Your PACT Support Person is there to:
Explain the legal and court process in ways you can understand
Answer your questions to help you feel less anxious
Discuss any fears you may have about giving evidence
Be with you at every key step of the legal process for support
Before you give evidence:
Day of court:
1. Your PACT volunteer will meet you near the courthouse at a place you have decided on beforehand.
2. You will be taken through the Director of Public Prosecutions area to help prepare you to give evidence.
3. You wait until you're called to give evidence. As it can take a long time for the proceedings to commence, it is a good idea to bring something warm (like a jumper), your phone and charger, a book to read, a water bottle and a snack.
Children and young people under the age of 18 can usually give pre-recorded evidence from a private room using a video link, away from the main court. This means you will probably give your evidence from the pre-recording room.

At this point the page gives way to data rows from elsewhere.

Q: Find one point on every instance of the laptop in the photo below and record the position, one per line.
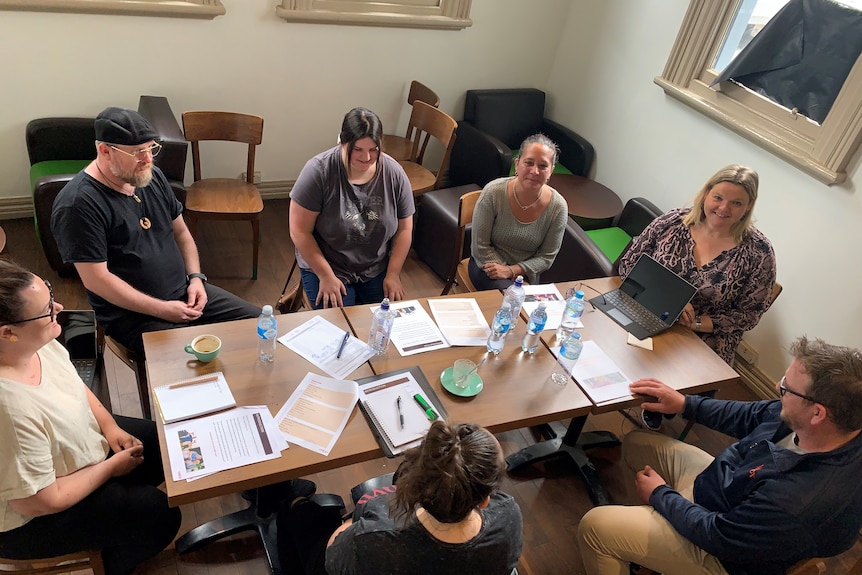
(79, 338)
(649, 300)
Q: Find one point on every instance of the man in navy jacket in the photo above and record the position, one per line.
(789, 489)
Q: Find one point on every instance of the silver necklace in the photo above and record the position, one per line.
(518, 201)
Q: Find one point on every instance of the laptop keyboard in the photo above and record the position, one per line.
(86, 369)
(635, 311)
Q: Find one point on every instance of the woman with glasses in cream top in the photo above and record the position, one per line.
(74, 477)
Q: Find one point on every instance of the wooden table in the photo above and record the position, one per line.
(516, 390)
(591, 204)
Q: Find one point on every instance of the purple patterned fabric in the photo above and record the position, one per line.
(734, 289)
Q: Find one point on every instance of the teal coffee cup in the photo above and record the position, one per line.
(204, 347)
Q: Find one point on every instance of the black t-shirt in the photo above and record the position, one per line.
(93, 223)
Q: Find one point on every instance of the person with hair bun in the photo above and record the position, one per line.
(445, 517)
(351, 218)
(518, 222)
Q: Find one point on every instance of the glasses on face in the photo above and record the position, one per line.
(140, 155)
(783, 389)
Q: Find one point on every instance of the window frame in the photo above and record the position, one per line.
(439, 14)
(822, 151)
(207, 9)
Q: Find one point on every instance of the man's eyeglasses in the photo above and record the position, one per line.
(140, 155)
(782, 389)
(50, 307)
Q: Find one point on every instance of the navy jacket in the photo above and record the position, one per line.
(760, 508)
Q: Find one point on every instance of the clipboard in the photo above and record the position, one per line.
(389, 449)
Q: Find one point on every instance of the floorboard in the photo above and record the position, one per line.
(551, 497)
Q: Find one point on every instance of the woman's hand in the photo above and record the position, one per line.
(330, 291)
(392, 287)
(498, 271)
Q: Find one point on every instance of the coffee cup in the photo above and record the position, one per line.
(204, 347)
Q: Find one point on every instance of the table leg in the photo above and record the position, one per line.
(572, 444)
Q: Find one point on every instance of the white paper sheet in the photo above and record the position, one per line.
(241, 436)
(318, 341)
(599, 376)
(413, 330)
(317, 411)
(460, 320)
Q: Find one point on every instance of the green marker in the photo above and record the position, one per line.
(429, 411)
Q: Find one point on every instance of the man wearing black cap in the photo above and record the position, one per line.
(121, 225)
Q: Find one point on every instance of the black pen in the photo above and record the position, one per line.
(343, 343)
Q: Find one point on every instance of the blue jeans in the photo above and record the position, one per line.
(369, 292)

The pre-recording room has comfy chairs and a table, a video screen with a camera and microphone where you will talk to the judge, prosecutor and defence lawyer. It's a safe room and your PACT volunteer will be next to you while you give evidence.
Here are some tips to remember when giving evidence:
Click here for downloadable PDF
It’s normal to feel embarrassed when speaking about what happened. It is still important to tell the truth, even if it is a secret or you need to say rude words.
It's OK not to know the answer.
If the defence lawyer asks you a question and you don’t know the answer, it’s ok to say “I don’t know.”
If you don’t agree with something the defence lawyer says, you can say “I don’t agree.”
Giving evidence isn't a test.
You don’t have to know all the answers. If you can’t remember something, it’s ok to say “I don’t remember.”
Speak up if you don't understand the question.
Defence lawyers sometimes ask things in ways which are hard to understand. Just say you don’t understand the question.
It’s normal to feel scared. Remember, this is your time to tell the truth, so speak in a loud and clear voice. When you speak to the judge it is polite to call them “Your Honour”.
Tell the judge if you need a break.
Sometimes it doesn’t take long to give evidence and it’s over in a few minutes, other times it can take much longer. Ask the judge if you need a water or toilet break.
Try breathing slowly and calmly if you feel nervous or scared. Your PACT volunteer is right there next to you for support.